By all counts, the Harding Park renovation has been a success, and earlier this year a successful fund raising effort by the tournament committee brought all championship flight match play to the course, with no further investment beyond the initial entry fee required of players.

Tatum won't be there to see TPC Harding Park host its first major (the 2020 PGA Championship) but will no doubt be looking down proudly on the beautiful course that sits across the lake from The Olympic Club, host of four U.S. Opens.

Tatum, born on July 7, 1920, and raised in the Los Angeles area, led Stanford to back-to-back NCAA team golf titles in 1941-42 (graduating Phi Beta Kappa) before accepting a Rhodes Scholarship to study at Oxford University. He later returned to Stanford to earn his law degree in 1950, and was admitted to the bar in California that same year.

He was a longtime partner at the Bay Area law firm Cooley LLP, spending much of his time on commercial law. He served as general counsel to the University of San Francisco and negotiated various deals as special counsel to the City and County of San Francisco, including those involving the University of California medical school, San Francisco General Hospital and the Moscone Center.

“There is infinitely more to be had in and from a life than making barrels full of money and having extravagant public exposure,” Tatum wrote in his 2002 book, “A Love Affair With the Game,” which had a foreword by longtime friend Tom Watson. “There is no price that can be put on the opportunity to develop fully as a mature and educated person.”

He played in the AT&T Pebble Beach National Pro-Am for 20 years with his friend and fellow Stanford alum Watson. And he continued to keep his game sharp with a single digit handicap well into his 80s, competing in the Stocker Cup as a partner to a fortunate mid-am golfer for many years.

Tatum is survived by six children — Jeffery Anne, Timothy, Peter, Christopher, Victoria and Shelley — and 11 grandchildren.

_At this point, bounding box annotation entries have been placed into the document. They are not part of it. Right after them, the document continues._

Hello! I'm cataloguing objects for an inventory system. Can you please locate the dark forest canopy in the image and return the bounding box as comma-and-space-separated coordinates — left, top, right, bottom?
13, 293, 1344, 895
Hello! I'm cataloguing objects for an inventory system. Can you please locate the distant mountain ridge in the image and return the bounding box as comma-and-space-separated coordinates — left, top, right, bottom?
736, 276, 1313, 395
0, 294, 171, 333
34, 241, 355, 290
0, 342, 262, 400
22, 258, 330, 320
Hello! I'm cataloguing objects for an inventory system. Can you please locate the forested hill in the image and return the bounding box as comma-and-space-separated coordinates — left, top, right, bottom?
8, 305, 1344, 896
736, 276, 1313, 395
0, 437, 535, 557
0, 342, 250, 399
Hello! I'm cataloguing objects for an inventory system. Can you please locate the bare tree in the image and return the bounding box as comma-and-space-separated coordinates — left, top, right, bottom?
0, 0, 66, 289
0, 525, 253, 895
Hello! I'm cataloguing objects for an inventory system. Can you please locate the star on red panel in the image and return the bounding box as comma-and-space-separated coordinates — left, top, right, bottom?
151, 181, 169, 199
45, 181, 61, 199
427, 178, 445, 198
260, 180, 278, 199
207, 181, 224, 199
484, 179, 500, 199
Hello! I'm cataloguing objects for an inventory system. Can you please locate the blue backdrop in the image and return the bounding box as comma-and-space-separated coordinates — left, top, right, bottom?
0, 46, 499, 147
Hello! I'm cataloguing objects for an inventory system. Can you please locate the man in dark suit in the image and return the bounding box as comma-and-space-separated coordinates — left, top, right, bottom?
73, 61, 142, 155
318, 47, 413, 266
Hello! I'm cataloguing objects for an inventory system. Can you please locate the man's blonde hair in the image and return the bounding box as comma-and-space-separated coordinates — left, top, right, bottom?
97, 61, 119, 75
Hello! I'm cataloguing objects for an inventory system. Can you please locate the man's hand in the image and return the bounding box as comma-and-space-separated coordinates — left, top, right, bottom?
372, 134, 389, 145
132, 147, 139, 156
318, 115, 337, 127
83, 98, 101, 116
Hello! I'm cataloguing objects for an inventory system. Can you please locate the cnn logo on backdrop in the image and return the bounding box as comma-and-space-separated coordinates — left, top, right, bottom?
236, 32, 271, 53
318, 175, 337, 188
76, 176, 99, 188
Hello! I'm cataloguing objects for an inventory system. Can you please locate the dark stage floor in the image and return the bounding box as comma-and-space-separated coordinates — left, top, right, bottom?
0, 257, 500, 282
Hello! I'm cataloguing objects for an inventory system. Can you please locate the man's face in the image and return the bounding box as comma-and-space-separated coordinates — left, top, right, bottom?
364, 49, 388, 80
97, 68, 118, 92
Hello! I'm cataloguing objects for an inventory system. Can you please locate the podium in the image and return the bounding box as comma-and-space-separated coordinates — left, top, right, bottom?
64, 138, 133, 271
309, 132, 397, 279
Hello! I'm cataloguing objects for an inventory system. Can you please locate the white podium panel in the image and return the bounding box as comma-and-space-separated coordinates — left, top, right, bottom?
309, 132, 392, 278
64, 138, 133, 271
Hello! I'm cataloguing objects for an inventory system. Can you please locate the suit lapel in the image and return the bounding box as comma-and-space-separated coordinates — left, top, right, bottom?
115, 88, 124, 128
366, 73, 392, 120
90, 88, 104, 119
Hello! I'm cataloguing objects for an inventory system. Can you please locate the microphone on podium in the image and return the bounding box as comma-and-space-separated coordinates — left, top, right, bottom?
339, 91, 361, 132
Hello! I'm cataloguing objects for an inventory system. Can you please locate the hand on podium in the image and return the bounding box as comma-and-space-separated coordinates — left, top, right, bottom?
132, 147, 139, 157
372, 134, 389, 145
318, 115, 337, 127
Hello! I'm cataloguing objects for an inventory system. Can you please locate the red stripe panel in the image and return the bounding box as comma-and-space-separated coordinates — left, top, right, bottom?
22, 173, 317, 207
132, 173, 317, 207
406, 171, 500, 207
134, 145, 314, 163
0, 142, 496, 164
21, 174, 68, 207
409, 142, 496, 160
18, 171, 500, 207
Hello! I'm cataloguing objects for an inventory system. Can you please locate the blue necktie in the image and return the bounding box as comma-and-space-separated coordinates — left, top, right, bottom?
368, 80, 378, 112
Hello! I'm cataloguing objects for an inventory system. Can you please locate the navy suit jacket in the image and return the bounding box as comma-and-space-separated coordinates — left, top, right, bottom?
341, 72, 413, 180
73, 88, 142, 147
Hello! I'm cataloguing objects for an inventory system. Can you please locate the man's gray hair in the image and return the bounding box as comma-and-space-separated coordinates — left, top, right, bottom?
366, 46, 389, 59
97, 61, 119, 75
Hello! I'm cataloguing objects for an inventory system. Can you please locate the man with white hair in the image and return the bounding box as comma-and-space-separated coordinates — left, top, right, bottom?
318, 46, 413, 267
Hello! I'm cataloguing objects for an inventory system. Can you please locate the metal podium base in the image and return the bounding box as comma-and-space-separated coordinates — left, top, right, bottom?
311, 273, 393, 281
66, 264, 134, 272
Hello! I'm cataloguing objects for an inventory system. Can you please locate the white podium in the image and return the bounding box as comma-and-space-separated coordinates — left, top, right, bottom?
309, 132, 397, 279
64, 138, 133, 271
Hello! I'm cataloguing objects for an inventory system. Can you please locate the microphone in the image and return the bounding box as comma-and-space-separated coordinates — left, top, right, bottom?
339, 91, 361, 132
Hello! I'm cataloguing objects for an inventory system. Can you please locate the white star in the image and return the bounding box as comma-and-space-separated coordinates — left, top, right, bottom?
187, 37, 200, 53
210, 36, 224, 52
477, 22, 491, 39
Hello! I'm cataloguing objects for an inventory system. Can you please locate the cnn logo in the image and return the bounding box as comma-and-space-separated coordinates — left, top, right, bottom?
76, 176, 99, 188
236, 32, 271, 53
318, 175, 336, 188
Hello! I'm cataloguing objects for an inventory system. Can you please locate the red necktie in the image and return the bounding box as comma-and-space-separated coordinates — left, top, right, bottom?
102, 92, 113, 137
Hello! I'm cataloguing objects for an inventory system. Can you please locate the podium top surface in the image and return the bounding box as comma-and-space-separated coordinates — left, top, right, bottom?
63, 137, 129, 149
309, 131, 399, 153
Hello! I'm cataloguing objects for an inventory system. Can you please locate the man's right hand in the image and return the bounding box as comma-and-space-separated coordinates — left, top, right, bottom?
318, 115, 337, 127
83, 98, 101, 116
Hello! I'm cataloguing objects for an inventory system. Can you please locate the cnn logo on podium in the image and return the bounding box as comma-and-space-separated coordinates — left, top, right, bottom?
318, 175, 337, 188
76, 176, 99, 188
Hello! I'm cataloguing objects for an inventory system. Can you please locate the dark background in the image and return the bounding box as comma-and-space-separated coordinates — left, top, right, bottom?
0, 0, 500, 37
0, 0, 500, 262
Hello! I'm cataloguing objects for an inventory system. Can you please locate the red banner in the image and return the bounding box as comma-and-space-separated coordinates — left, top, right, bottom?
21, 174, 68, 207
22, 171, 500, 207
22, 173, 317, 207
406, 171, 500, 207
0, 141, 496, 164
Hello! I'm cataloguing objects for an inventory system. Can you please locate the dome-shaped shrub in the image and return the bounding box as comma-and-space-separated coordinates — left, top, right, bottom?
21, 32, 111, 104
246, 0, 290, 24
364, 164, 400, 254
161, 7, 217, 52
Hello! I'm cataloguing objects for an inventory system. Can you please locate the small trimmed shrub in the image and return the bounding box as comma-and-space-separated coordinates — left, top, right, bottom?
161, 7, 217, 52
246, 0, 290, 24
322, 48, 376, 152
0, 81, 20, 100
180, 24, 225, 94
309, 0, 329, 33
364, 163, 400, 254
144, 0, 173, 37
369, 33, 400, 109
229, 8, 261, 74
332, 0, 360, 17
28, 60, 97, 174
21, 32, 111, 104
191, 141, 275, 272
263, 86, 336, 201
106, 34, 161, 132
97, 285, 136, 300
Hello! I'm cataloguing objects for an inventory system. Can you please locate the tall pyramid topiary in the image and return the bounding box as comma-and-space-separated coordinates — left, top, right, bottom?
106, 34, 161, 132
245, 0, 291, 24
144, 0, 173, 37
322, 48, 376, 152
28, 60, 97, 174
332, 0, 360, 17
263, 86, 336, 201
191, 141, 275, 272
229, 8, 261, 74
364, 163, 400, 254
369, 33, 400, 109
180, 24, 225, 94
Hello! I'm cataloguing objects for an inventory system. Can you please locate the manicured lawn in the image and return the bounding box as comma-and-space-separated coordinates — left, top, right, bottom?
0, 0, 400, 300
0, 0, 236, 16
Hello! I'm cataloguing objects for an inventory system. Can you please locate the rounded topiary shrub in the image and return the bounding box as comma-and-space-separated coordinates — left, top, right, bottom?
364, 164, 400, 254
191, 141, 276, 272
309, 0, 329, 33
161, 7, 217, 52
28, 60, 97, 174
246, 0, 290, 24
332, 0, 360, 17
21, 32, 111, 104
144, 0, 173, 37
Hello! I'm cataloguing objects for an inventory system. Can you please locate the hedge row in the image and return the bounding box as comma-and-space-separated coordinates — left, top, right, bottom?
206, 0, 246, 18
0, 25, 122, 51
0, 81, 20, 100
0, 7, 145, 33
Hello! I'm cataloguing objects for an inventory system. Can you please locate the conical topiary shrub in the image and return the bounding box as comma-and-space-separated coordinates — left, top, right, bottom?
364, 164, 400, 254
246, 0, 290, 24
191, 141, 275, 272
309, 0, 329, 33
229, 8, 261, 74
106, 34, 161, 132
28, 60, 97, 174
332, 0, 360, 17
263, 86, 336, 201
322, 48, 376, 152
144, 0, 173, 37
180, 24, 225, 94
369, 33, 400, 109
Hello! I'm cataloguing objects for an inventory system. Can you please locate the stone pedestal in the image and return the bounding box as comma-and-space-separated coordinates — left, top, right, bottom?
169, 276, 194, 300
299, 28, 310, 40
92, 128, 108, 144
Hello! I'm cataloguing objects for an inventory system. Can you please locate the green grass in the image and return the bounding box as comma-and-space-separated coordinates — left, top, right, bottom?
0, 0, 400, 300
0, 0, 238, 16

His wife of 67 years, Barbara (Snyder), died in February. Funeral arrangements are pending.


USGA Statement

“All of us at the USGA are deeply saddened by the passing of one of the great individuals ever involved with golf,” said Mike Davis, executive director and CEO of the USGA. “Sandy Tatum certainly impacted the USGA in immeasurable ways, but more important were his countless and significant contributions to the game. He will long be remembered as one of the greats in golf.”

George Kelley - Greenway Golf CEO

"I remember qualifying for the Open in 1974. My mother knew Sandy from Stanford, and I was playing so we were right in the middle of things. Sandy was in charge of the course setup, and said the famous line 'we're not trying to humiliate the best players in the world, we're trying to identify them.'"

Pete Wlodkowski - Founder

"One year we ran a qualifier for the Stocker Cup at Harding Park, and Sandy came out to watch every group tee off - he kept a very low profile but his presence was felt. I later wrote him a thank you note and he wrote me back, thanking me. I keep that letter proudly to this day."

Bo Links - San Francisco Writer and Golf Historian

“Golf lives and thrives in San Francisco because of Sandy,” Links said to the San Francisco Chronicle Thursday night. “And when golfers pass by Sandy’s Rock behind the first tee at Harding Park, they would do right to stop and say thanks. His work and his memory will live on forever.”